Teacher Wendy Schlageter, who works [with] student[s] with visual impairments in Aurora Public Schools, brought several students to the event. She said this class was unique because kids in public school usually work in groups on dissection projects, and the blind kids "don't get to be a major part of the group." The slower pace was a bonus too, she said, giving them time to explore.

"We're going to take our time," Harrison told the group. "We're not going to jump into it too soon."

They all got their own tools, including safety goggles, ventilation mask, rubber gloves, tweezers, and scalpel. Then, after some jokes about getting a free lunch, they spent about four and a half hours exploring the inside of their fish, with Harrison explaining the biological functions as they went along.

Amazement was often evident. "That's the heart right there? Oh my gosh," exclaimed Jaime Tomasello, twenty-five, after Harrison guided her hand to the right spot.

Randall got the biggest surprise of the day. He said he knew something didn't feel right in his shark's stomach when he found an intact baby squid in it. Gateway High School student Alex Stocks, after demonstrating how the gutted shark could be used as a puppet, described the dissection experience as unique.
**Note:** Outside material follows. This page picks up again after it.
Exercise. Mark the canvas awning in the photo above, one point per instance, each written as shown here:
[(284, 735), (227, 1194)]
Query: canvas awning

Frustration also made some appearances. "I don't think I've got the heart exposed," said CCB staffer Glenn Beers.

"No, you've got a bunch of mush," observed Harrison.

After everyone finally cleaned up the very substantial, slimy mess they had made, Harrison got out a large shark's jawbone for everyone to experience--which mostly resulted in the teenage boys putting their heads through it. Then Woods thanked Harrison, and the entire group gave him a standing ovation--which Harrison said doesn't happen every day in his usual classes at ACC.

Qwest representative Melissa Reffel spent part of the day with the group. "It felt really good," she said after the event. "It felt like I was experiencing it with them and seeing it for the first time."